表示調整
閉じる
挿絵表示切替ボタン
▼配色
▼行間
▼文字サイズ
▼メニューバー
×閉じる

ブックマークに追加しました

設定
0/400
設定を保存しました
エラーが発生しました
※文字以内
ブックマークを解除しました。

エラーが発生しました。

エラーの原因がわからない場合はヘルプセンターをご確認ください。

ブックマーク機能を使うにはログインしてください。
39/92

38 王弟による判定結果

今度は騎士が絡んできます

侯爵と私が勝手に盛り上がった喧嘩は侯爵から謝罪するという言質を取ったところで終了。

次に王弟の指示により私とユシルのレポートをメルーセとユシル本人が取りに行く事になった。

私が取りにいかないのは不正防止のため。

じゃあユシルはどうなのかと問いかければメルーセが見張っていればいいと言った。必要はないとも続けて。

メルーセの場合はユシルが見張り役となる。

場所が女子寮の為に男性である侯爵自身が行けない為の人選である。

そして私は逃亡防止のために王弟の研究室に残る事になり私が侯爵と騎士にも不正防止の為に残れといい、その監視役として王弟も残る事になった。

ただボーッと待っているのも辛いので王弟に頼んで本を貸してもらった。

大抵が王弟が研究している植物に関しての本なので面白くはない。

論文とか読むの辛い、単語の意味を調べる為の辞書が欲しくなる。

図鑑の方が見やすい事は見やすいが反対に絵が多いため。

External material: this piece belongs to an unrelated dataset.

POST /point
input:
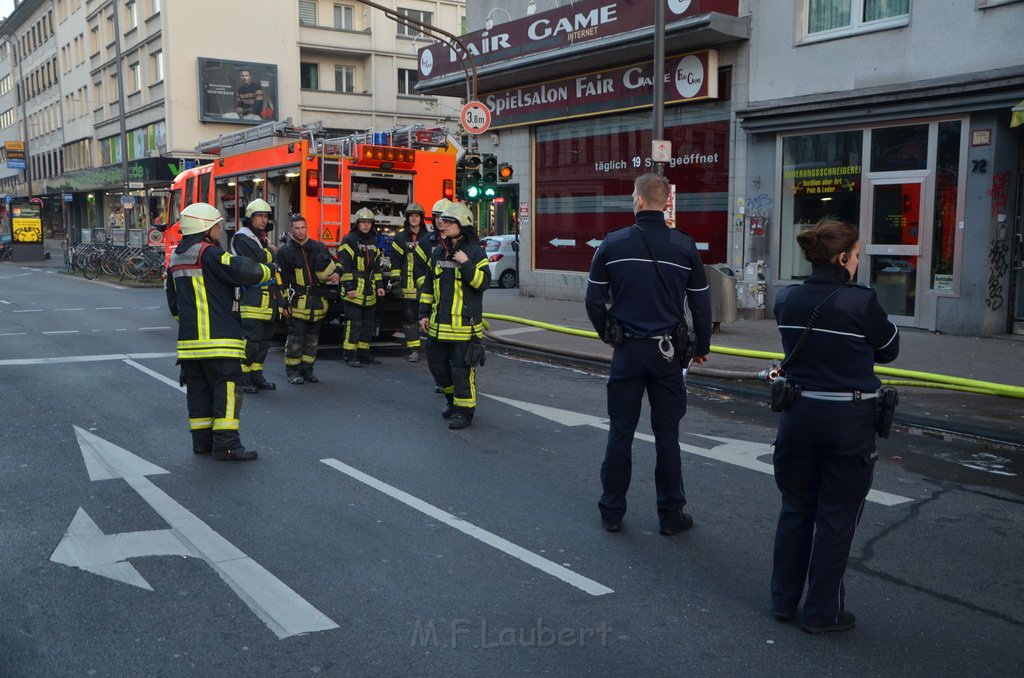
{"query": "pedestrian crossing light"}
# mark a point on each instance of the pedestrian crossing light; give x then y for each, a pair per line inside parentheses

読み込み要素を見つけられない私だとあっという間に終わる。

侯爵はユシルが戻るまでは私を無視する事に決めたらしく、見かけだけは平穏。

二人が戻ってくるまでに最低でも三十分はかかるだろうか?

この時間があれば本を読んだり課題を進めたり、お姉様とお茶を楽しむ事も出来ただろうに。

「オルレンス嬢」

なぜこんな事に…と話し合いをしようとした事に若干の後悔をしていると騎士に話しかけられた。

「なんでしょうか?」

騎士は先ほどの話し合い(第一ラウンド)では主に侯爵が攻勢に回り、その追随をするという役割だった。

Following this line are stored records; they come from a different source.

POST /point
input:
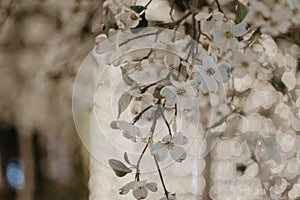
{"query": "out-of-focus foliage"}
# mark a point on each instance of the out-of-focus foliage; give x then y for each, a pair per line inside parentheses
(42, 44)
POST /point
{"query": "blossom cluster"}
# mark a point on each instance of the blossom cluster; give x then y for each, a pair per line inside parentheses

言い足りない事があったのかもしれないと、警戒しつつ応じる。

「あまり近寄らないで頂けますか?」

「そう警戒しなくても」

言葉で牽制するのと同時に露骨に距離を開ければ苦笑された。

「無理ですね、ご自分がなされた事をお忘れですか?」

前科者は信用されないのが世の常です。例え本人が更生したといっても信じられる様になるには時間がかかる。

「君がユシルに言った事って…」

「詳細はコレンス嬢本人から聞いてください、本当の事をいうかはわかりませんが」

自分の行いが原因だと指摘されたからか、それ以上は何かをいう事もなく本題に入るので切って捨てた。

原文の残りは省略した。